Recommendation for reloading Redshift Loader load failures

What is the recommended way to reload events that was not successfully loaded by the Redshift Loader?
For instance we experienced that the Redshift Loader was doing a pre-loading task of running a table migration of YAUAA table, which it failed because a db view was depending on it. After removing the db view Redshift loader succeed in the table migrations step and all subsequent events was loaded. But how do we reload the events that previously failed to be loaded? Any experience or thoughts on this will be appreciated.

Our pipeline is: Collector > Kinesis > Stream Enricher > Kinesis > Stream Transformer > S3+SQS > Redshift Loader > Redshift

Hi @BrianKjaerskov can you find in S3 the batch of data that failed to load? In that directory there should be a file called shredding_complete.json. If you manually send this file to the SQS topic then RDB loader will receive the message and then re-attempt to load the batch.

You can repeat that for all batches that failed to load. It is a completely safe operation, because the loader will refuse to re-load batches that have already been loaded once.

Hi @istreeter
Thanks for you reply. No I don’t have the file shredding_complete.json. When I look at the RDB loader configuration documentation it seems like the retryQueue writes this file.
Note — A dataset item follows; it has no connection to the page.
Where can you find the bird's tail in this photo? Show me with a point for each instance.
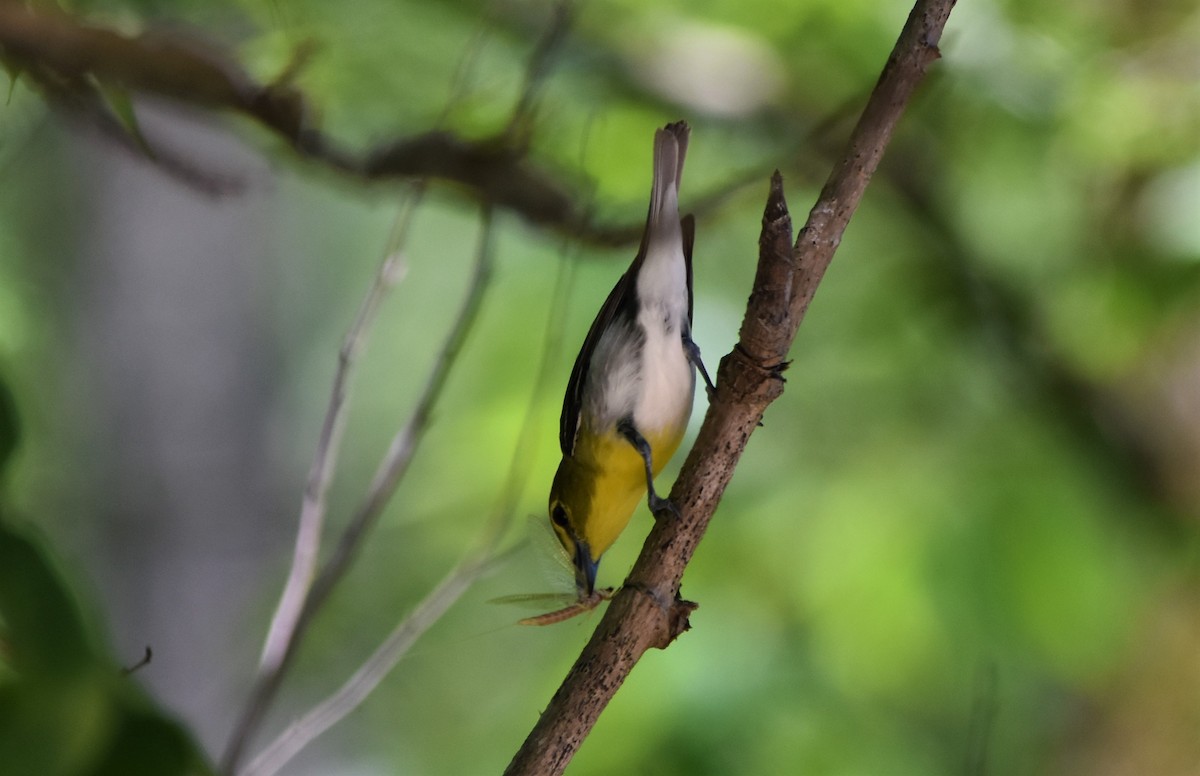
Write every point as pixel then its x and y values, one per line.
pixel 670 149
I haven’t yet configured the retryQueue because this seems more like an automatic reloading process instead of a manual and I am also unsure about the behaviour of the retryQueue. The documentation for the properties retryQueue.size and retryQueue.maxAttempts mention that failures are dropped when exceeding the limit configured. Does “dropped” mean that failures is not written to the shredding_complete.json file or just not retried automatically?
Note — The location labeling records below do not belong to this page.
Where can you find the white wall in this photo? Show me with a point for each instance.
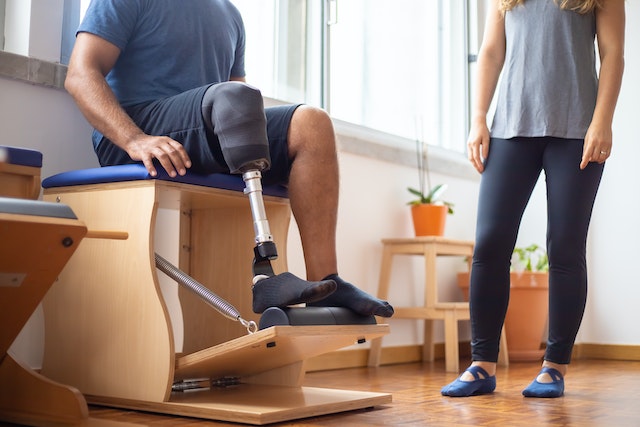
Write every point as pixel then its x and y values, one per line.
pixel 373 206
pixel 612 309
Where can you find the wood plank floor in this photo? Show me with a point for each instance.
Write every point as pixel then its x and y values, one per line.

Hi @BrianKjaerskov, sorry I told you slightly the wrong thing…

The instructions I gave above currently only work for the Spark transformer, not the streaming transformer. The spark transformer writes the shredding_complete message to the SQS topic and also to S3. The S3 file is there for exactly this purpose: if a batch fails to load successfully then you have a backup of the message which can be re-sent to the SQS topic.
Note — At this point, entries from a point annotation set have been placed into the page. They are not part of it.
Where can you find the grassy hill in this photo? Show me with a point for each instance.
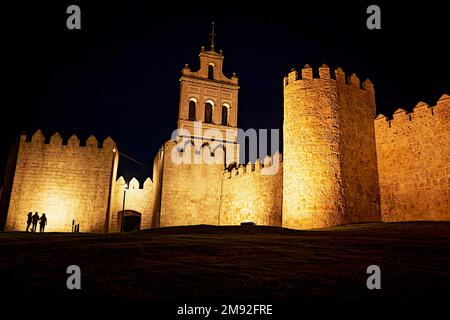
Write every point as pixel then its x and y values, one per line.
pixel 207 263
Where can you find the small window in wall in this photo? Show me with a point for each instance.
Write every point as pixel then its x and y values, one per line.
pixel 208 112
pixel 211 72
pixel 192 110
pixel 224 115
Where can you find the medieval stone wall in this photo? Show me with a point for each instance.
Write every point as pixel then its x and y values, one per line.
pixel 330 175
pixel 253 193
pixel 137 198
pixel 66 182
pixel 413 151
pixel 191 184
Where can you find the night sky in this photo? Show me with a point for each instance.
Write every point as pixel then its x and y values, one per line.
pixel 118 75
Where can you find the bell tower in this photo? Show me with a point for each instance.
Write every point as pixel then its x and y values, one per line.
pixel 209 103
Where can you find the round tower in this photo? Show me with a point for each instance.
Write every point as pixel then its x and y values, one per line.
pixel 330 173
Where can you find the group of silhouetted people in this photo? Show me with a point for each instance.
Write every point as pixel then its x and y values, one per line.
pixel 33 219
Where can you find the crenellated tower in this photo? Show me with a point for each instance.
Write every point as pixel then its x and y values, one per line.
pixel 329 150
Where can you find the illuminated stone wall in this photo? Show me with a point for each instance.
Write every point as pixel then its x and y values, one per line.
pixel 137 198
pixel 413 151
pixel 253 193
pixel 330 173
pixel 190 192
pixel 66 182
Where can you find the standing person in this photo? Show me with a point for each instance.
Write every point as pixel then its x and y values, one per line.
pixel 42 223
pixel 35 220
pixel 29 220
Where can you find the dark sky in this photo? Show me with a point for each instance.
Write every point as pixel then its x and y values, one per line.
pixel 119 74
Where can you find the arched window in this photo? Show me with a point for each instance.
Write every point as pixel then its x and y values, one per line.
pixel 208 112
pixel 224 115
pixel 192 110
pixel 211 72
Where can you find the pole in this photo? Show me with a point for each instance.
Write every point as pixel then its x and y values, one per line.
pixel 123 210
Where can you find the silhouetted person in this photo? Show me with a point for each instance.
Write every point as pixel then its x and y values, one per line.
pixel 35 220
pixel 29 220
pixel 42 223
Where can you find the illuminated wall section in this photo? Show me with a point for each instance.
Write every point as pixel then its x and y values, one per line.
pixel 330 170
pixel 66 182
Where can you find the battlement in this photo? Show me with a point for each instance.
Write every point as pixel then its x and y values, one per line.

Unfortunately the streaming transformer does not write the shredding_complete message to S3. This is a feature we will be adding in the next few months, so you can look out for it in a future release. Sadly this won’t help you right now though!

For now, if you want to re-trigger loading of the failed batch then you can still send the message to SQS, but you will need to manually create the message from scratch. This is inconvenient but not impossible. If you look at one of the other messages in the SQS queue then you will see what it needs to look like. The message is base64-encoded JSON and the schema of the message is documented here.

You will need to make sure the base field is set to the S3 directory containing the failed batch. And make sure the types field correctly lists all of the entities (unstructured events or contexts) in the batch. The timestamps and event count are not important, so don’t worry about getting those fields right.

Hi @istreeter
Thanks for your detailed answer. I will try and recreate the SQS message. I think I can get the S3 path of the failed events from the keys file created by the folder monitoring.
I will look forward to this feature in a future release.